Read more here: ‘More killing won’t bring back lost lives’ – Tal Mitnick, 18, on going to prison instead of joining IDF
Logitech International has said it is facing 30-day delays in getting its products from its factories in Asia to Europe due to the Red Sea crisis, Reuters reports.
Andrew Sparrow
The UK prime minister, Rishi Sunak, has told MPs in the House of Commons that the latest airstrikes against the Houthis were only part of a “wider response” to the Houthis being taken by the government.
He said the government was increasing diplomatic engagement in the region, working to end the supply of arms to the Houthis, using sanctions to try to cut off their funding and delivering humanitarian aid to help people in Yemen who have suffered from the civil war.
He claimed there was no link between what the government was doing and the conflict in Gaza. He said people who glorified the Houthi attacks were glorifying terrorism, and that would be met by a zero tolerance response.
You can read the latest updates on UK politics in this liveblog.
Hezbollah said on Tuesday that it struck the Israeli air control base of Meron for a second time in recent weeks, in response to Israeli “assassinations” and attacks on civilians.
It comes after security sources told Reuters that two Hezbollah fighters were killed on Sunday when an Israeli drone hit their vehicle in southern Lebanon.
Hezbollah, the Lebanese Shia movement backed by Tehran, has been trading fire across Lebanon’s southern border with Israeli forces in support of the militia group’s Palestinian ally Hamas in the Gaza Strip.
The United Kingdom Maritime Trade Operations (UKMTO) agency said on Tuesday that it had received a report of uncrewed aerial system activity in the vicinity of 46 nautical miles south of Yemen’s port city of Mokha.
The UKMTO said authorities were investigating. We will give you more information as updates come in.
UNRWA: 570,000 people in Gaza face ‘catastrophic hunger’
The United Nations Relief Works and Agency (UNRWA) has warned that 570,000 people in Gaza face “catastrophic hunger”.
In a post on X, it wrote:
Intense fighting, access denials & restrictions + communications blackouts are hampering UNRWA’s ability to safely & effectively deliver aid.
As risk of famine grows, the UN calls for a critical increase in humanitarian access.
Israel’s war has displaced most of Gaza’s 2.3 million population and caused acute shortages of food, water and medical supplies.

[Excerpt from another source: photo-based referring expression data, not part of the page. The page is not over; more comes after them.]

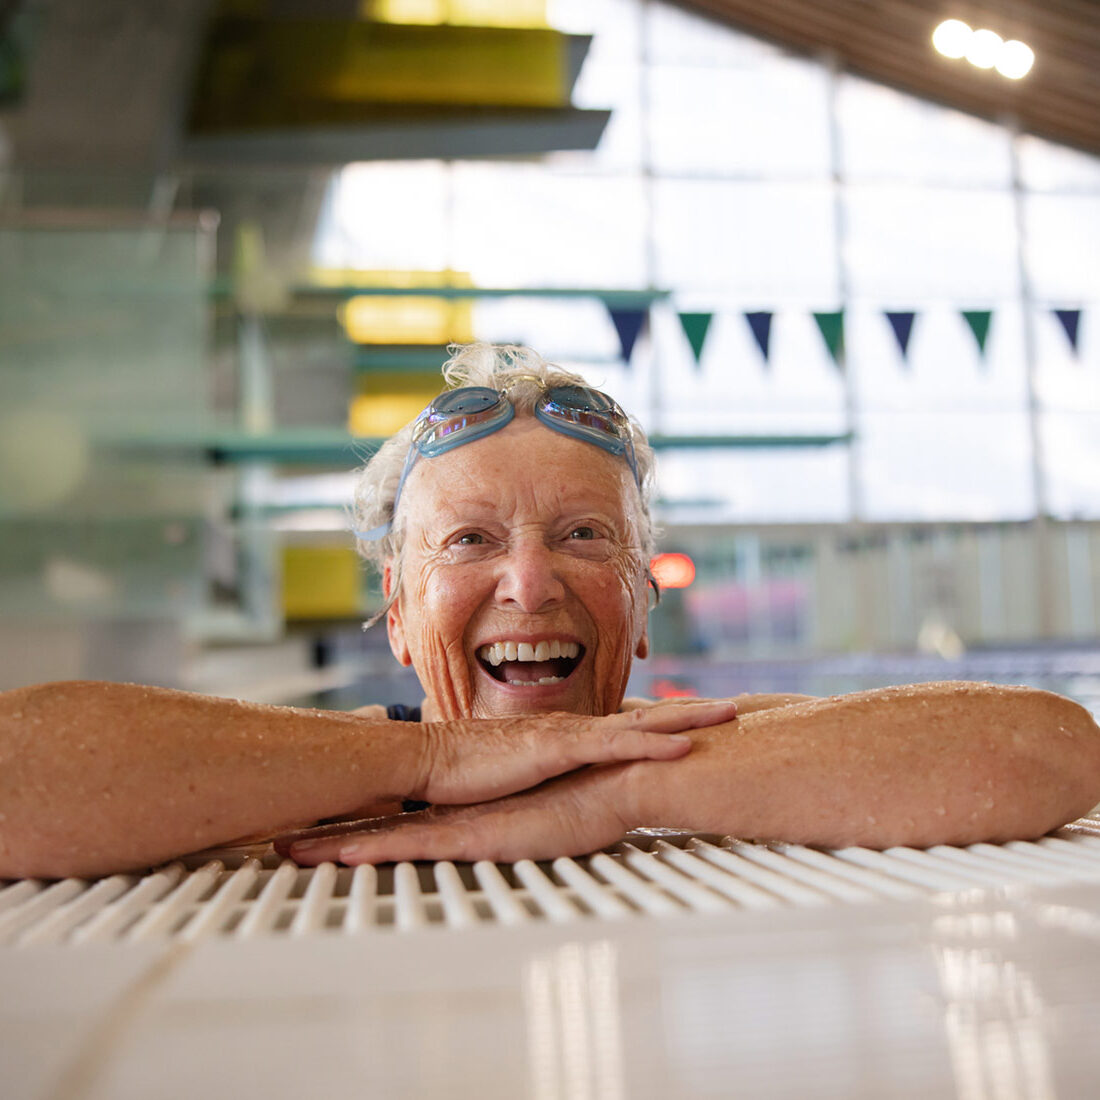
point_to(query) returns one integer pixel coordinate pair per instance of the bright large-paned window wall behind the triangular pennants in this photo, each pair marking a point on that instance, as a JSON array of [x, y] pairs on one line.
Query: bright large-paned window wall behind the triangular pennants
[[741, 179]]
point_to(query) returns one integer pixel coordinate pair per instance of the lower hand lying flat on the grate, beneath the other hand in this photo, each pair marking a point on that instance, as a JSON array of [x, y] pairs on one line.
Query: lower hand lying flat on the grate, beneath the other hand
[[567, 817]]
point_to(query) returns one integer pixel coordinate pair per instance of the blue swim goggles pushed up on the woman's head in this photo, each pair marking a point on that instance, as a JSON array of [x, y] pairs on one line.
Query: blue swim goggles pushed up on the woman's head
[[461, 416]]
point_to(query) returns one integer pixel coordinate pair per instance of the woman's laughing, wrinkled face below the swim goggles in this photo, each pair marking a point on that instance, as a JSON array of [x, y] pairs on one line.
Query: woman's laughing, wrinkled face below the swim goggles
[[524, 580]]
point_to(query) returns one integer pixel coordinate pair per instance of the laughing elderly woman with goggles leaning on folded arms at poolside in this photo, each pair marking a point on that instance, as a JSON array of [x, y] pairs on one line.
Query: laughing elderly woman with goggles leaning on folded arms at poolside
[[511, 522]]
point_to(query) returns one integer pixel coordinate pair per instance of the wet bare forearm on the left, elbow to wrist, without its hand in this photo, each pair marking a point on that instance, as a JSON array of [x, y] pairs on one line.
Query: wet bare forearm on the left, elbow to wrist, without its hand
[[103, 777]]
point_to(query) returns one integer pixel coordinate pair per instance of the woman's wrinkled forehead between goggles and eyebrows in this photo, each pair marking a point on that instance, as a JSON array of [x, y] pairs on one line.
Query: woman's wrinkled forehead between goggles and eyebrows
[[526, 470]]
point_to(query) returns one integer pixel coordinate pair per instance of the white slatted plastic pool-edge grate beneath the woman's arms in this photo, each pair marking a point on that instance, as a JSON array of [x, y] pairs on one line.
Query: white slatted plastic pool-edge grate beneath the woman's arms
[[651, 876]]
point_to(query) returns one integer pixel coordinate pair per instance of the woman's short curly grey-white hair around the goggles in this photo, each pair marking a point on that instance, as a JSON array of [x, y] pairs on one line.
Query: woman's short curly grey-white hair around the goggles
[[526, 376]]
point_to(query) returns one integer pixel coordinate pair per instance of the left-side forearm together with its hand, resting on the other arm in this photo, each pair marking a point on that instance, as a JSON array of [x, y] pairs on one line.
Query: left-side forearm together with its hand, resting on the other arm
[[105, 777]]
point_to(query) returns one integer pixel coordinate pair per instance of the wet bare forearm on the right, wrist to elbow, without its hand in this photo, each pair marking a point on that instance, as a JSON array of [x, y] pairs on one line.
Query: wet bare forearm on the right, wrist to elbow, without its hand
[[923, 765]]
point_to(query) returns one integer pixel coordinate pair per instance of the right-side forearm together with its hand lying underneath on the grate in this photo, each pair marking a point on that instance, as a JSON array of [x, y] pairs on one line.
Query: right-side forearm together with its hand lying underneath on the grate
[[926, 765]]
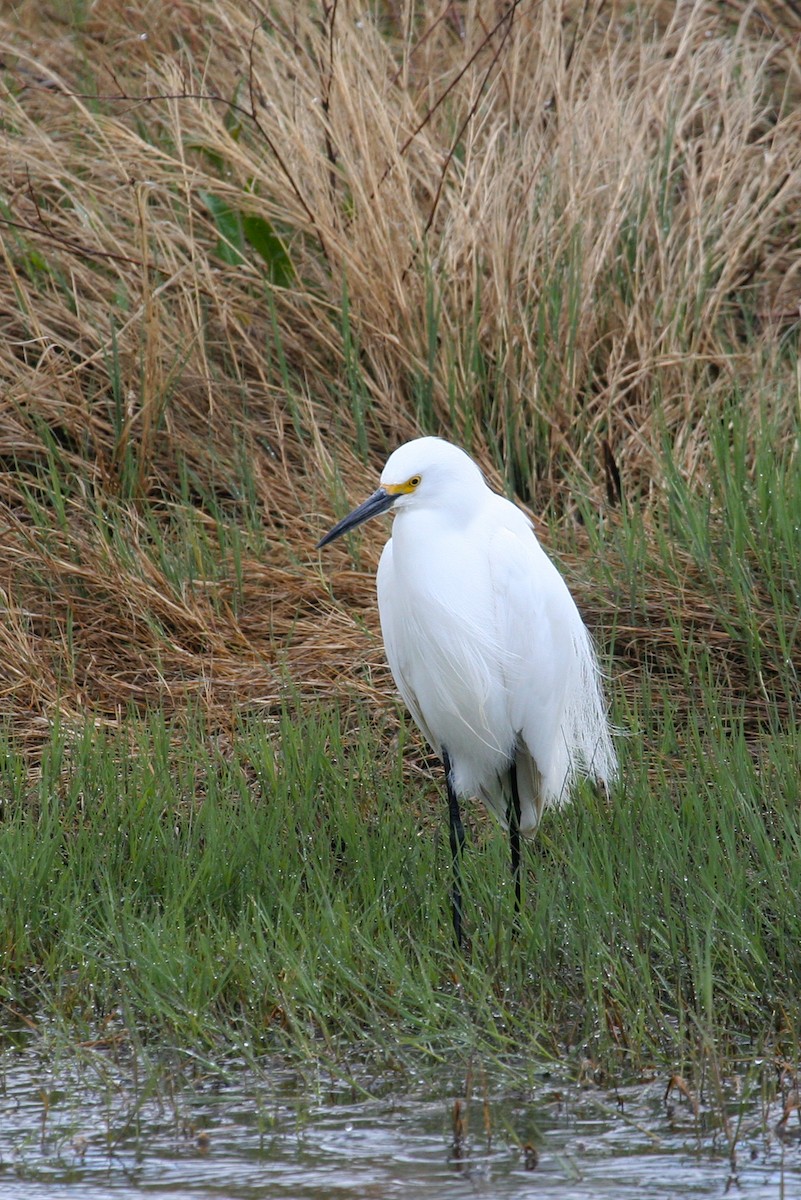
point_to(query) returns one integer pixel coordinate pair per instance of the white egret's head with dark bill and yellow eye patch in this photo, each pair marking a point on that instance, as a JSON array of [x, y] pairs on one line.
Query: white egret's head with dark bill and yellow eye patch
[[427, 471]]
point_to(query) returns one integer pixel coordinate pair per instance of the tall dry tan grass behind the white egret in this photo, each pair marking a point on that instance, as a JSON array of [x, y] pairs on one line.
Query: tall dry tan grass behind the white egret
[[537, 227]]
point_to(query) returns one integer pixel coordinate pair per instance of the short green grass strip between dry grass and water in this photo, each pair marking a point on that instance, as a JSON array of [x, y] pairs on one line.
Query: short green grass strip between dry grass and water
[[288, 889]]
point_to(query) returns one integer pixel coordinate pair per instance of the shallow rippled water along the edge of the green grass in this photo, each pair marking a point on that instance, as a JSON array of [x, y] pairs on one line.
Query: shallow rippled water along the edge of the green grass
[[95, 1129]]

In Rafah and Khan Younis, in the south of Gaza, tents and makeshift dwellings cover almost all available ground, with multiple families crammed into apartments, in UN-run shelters in schools or sleeping on the floors of hospitals.
The UN humanitarian office this month said Israeli authorities were systematically denying it access to northern Gaza to deliver aid and this had significantly hindered the humanitarian operation there.
Israel, which has previously denied blocking the entry of aid, will face pressure to allow more aid into Gaza at a meeting of the UN security council in New York on Tuesday.